Four pieces of a long-separated painted panel by a famous 15th century artist have been rejoined, thanks in part to the Yale University Art Gallery, which will display the work until at least the end of the year.

The recently reunified panel is the work of Fra Angelico, who was one of the foremost painters of the early Italian Renaissance. The four pieces formed the wings of a tabernacle triptych that folded over a central image.

The two pieces that formed the pinnacles to the wings of the tabernacle, one depicting the angel Gabriel announcing the birth of Christ and the other the image of the Virgin Mary, were donated to the Yale University Art Gallery by Hannah D. and Louis M. Rabinowitz in 1959. The two panels that formed the actual wings or shutters, one depicting St. Francis and a sainted bishop and the other panel showing St. John the Baptist and St. Peter Martyr, are part of the collection at the J. Paul Getty Museum in Los Angeles.

The Rabinowitz family initially purchased the two Yale pieces as a single rectangular composition that had been artificially combined with a gilded fragment in order to appear like an independent work of art. Laurence B. Kanter, the curator-in-charge of the Robert Lehman Collection at the Metropolitan Museum of Art, first proposed a possible connection between the two pieces in the gallery collection and the two pieces in the Getty Museum collection.

“Larry is the one who solved the problem of our panels belonging together,” said Clay Dean GRD ’03, a research associate for the Department of European and Contemporary Art and the organizer of the project. “For a long time it was thought that our panel were separate. He noticed that the back of the panels were similar. The problem, however, was that the lighting was coming from different angles, which was really strange — almost unheard of.”

In 1998, the Getty Museum’s painting conservation department offered to collaborate with Yale’s gallery in order to restore paintings in Yale’s early Italian Renaissance collection. As part of the partnership, conservators from both Yale and the Getty agreed to spend time in each other’s studios examining and evaluating the treatment process.

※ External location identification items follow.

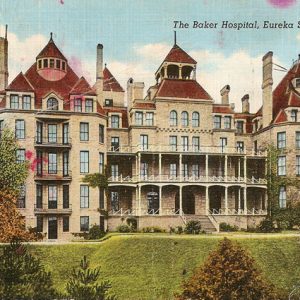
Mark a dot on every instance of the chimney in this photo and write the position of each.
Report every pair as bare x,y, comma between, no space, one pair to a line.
225,94
267,83
245,104
99,74
4,61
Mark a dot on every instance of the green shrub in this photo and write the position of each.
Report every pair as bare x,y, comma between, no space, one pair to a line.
153,229
193,227
227,227
123,228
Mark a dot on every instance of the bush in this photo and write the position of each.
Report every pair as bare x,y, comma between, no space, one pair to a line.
123,228
193,227
153,229
227,227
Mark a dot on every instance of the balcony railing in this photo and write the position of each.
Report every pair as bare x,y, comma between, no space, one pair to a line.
47,174
184,149
53,141
52,209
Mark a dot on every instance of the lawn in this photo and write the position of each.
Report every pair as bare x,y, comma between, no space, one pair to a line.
153,266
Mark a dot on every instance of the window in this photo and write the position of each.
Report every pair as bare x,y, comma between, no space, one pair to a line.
144,170
195,170
281,166
66,223
223,144
89,105
39,224
115,121
20,155
26,102
281,140
84,161
84,131
227,122
101,133
185,143
52,133
298,165
239,126
173,142
52,104
240,147
282,197
217,122
173,118
108,102
52,196
114,171
39,196
52,163
114,200
78,105
173,170
138,118
149,119
184,119
66,196
294,115
84,223
84,196
195,119
115,143
144,141
22,197
20,129
196,143
14,101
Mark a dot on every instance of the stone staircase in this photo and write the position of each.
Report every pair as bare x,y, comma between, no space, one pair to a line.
206,223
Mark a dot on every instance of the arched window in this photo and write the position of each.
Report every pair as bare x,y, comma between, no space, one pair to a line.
52,104
184,119
195,119
173,118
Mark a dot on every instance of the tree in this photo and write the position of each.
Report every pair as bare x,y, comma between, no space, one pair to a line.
83,284
229,273
22,276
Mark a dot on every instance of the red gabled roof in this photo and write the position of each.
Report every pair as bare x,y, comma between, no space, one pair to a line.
51,50
82,87
20,83
186,89
178,55
110,83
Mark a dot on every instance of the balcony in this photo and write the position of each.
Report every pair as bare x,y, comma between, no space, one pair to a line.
52,209
53,142
188,149
53,175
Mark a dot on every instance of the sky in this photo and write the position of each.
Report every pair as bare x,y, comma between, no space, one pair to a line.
137,35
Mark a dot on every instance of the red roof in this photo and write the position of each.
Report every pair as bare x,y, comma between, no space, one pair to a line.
51,50
82,87
144,105
178,55
20,83
110,83
186,89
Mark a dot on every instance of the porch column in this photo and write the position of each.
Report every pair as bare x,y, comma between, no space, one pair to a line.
206,200
226,200
159,166
245,200
160,200
180,200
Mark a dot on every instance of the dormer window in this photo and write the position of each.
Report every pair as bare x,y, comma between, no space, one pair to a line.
52,104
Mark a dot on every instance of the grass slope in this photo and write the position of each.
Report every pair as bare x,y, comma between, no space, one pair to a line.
153,266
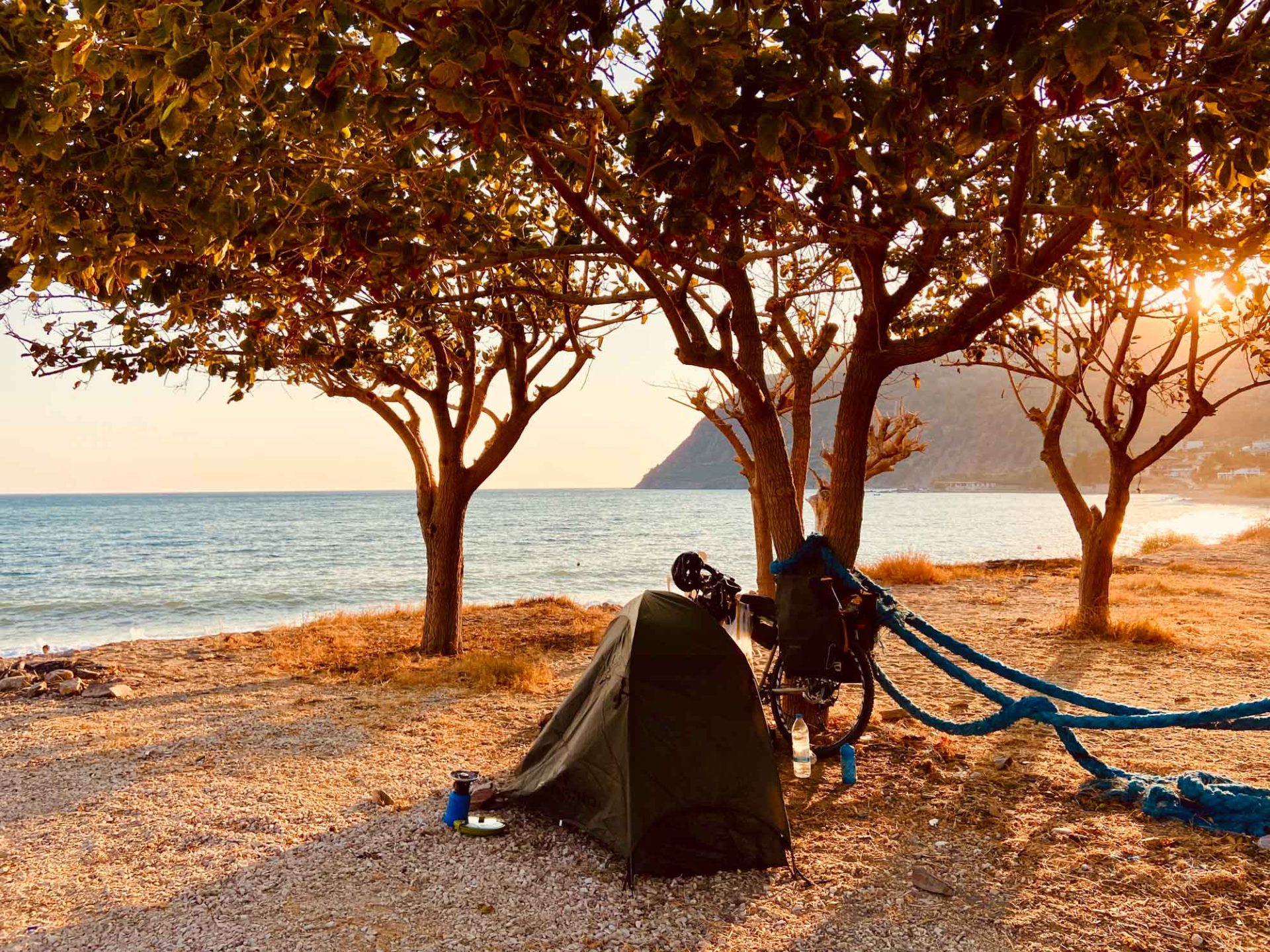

The goal of this collaboration was to design individual restoration projects for various artworks on a case-by-case basis. This collaboration would allow the gallery to take advantage of the Getty’s larger staff of conservators and technicians and the Getty Museum to supplement its more modest collection with temporary loans from Yale’s collection.

With a grant from the Samuel H. Kress Foundation, work began in 1998. Since then, 24 of Yale’s Italian paintings have been restored and many others are currently undergoing treatment.

One of the most successful of these restorations has been the reunification of the Fra Angelico panels. Yale shipped its two pieces to the Getty Museum, where conservators verified Kanter’s hypothesis by using X-rays to analyze the grain of the triptych’s wood.

“It was immediately apparent that the Yale pieces and the Getty’s fit. By looking at the pattern of the wood grain, you can tell that they were once part of the same panel,” said Mark Aronson, the art gallery’s chief conservator.

Through the financial support of the Kress foundation, the Robert Lehman Exhibition and Publication Fund, and Lionel Goldfrank III ’65, the panel has been reunified and restored and is on display at the gallery until Dec. 30.

Aronson said the gallery is hoping to keep the panel through April for the Early Italian Painting: Approaches to Conservation symposium.